Presenters: Xu Chu (Univ. Waterloo), Ihab F. Ilyas (Univ. Waterloo)
Date: Tue Sep 6 - Thu Sep 8, 2016
Time: 2.00 p.m. - 3.30 p.m.
Venue: Royal 2
Data quality is one of the most important problems in data management, since dirty data often leads to inaccurate data analytics results and wrong business decisions.
Data cleaning exercise often consist of two phases: error detection and error repairing. Error detection techniques can either be quantitative or qualitative; and error repairing is performed by applying data transformation scripts or by involving human experts, and sometimes both.
In this tutorial, we discuss the main facets and directions in designing qualitative data cleaning techniques. We present a taxonomy of current qualitative error detection techniques, as well as a taxonomy of current data repairing techniques. We will also discuss proposals for tackling the challenges for cleaning "big data" in terms of scale and distribution.
Xu Chu is a PhD student in the Cheriton School of Computer Science at University of Waterloo. His main research interests are data quality and data cleaning. He won the prestigious Microsoft Research PhD fellowship in 2015. Xu has also received Cheriton Fellowship from the University of Waterloo 2013-2015.
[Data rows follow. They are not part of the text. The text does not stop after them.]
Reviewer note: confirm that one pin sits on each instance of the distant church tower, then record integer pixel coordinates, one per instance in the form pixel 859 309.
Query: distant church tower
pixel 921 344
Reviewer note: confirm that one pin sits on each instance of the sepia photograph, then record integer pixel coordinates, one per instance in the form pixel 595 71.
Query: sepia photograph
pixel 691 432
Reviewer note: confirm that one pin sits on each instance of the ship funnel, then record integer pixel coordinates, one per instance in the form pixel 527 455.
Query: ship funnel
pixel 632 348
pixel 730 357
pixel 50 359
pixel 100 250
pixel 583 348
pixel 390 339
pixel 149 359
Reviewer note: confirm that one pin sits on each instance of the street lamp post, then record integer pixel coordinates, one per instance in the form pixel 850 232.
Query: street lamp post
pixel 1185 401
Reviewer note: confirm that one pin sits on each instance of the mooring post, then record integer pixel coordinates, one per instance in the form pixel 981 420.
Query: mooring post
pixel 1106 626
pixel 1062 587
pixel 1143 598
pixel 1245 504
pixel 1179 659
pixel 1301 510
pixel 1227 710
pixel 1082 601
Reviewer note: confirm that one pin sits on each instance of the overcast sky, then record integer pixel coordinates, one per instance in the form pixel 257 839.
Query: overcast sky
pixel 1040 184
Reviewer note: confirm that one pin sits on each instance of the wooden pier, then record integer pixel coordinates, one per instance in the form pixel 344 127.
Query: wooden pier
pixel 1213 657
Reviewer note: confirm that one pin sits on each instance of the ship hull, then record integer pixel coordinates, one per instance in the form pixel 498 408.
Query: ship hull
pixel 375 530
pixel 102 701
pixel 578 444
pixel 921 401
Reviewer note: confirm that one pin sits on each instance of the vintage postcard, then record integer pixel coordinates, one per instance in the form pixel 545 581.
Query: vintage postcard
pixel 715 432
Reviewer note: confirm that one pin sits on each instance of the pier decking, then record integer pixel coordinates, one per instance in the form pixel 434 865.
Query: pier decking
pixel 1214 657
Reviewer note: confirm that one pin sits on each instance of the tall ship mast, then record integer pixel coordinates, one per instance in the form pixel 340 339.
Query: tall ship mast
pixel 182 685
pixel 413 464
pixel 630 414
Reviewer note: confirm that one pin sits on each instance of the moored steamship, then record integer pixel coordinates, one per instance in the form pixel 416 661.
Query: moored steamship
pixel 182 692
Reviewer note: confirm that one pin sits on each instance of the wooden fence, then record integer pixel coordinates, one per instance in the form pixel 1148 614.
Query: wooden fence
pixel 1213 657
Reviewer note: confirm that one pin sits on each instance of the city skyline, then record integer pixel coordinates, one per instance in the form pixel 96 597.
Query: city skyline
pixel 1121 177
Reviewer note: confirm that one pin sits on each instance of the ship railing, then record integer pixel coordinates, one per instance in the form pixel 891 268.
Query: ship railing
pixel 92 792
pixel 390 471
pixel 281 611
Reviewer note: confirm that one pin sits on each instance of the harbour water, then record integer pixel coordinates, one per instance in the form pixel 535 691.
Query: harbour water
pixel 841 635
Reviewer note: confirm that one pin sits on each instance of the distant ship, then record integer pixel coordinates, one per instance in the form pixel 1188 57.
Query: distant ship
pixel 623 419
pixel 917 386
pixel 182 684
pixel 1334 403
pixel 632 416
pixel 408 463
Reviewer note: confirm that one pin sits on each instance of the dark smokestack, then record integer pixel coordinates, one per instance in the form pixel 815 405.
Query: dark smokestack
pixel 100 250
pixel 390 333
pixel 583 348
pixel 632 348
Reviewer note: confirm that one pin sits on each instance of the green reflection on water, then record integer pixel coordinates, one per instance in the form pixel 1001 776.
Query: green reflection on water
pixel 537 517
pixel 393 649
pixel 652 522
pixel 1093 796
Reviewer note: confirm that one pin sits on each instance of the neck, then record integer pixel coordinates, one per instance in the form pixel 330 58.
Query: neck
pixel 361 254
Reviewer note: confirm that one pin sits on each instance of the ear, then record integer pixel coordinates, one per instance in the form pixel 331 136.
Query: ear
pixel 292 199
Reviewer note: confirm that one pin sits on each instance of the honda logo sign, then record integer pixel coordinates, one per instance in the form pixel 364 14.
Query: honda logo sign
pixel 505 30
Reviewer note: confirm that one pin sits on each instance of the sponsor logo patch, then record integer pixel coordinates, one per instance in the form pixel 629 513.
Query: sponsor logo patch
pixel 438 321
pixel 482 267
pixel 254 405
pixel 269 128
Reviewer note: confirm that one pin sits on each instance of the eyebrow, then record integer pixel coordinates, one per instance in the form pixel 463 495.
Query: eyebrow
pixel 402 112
Ihab Ilyas is a professor in the Cheriton School of Computer Science at the University of Waterloo. He received his PhD in computer science from Purdue University, West Lafayette. His main research is in the area of database systems, with special interest in data quality, managing uncertain data, rank-aware query processing, and information extraction. Ihab is a recipient of the Ontario Early Researcher Award (2009), a Cheriton Faculty Fellowship (2013), an NSERC Discovery Accelerator Award (2014), and a Google Faculty Award (2014), and he is an ACM Distinguished Scientist. Ihab is a co-founder of Tamr, a startup focusing on large- scale data integration and cleaning. He serves on the VLDB Board of Trustees, and he is an associate editor of the ACM Transactions of Database Systems (TODS).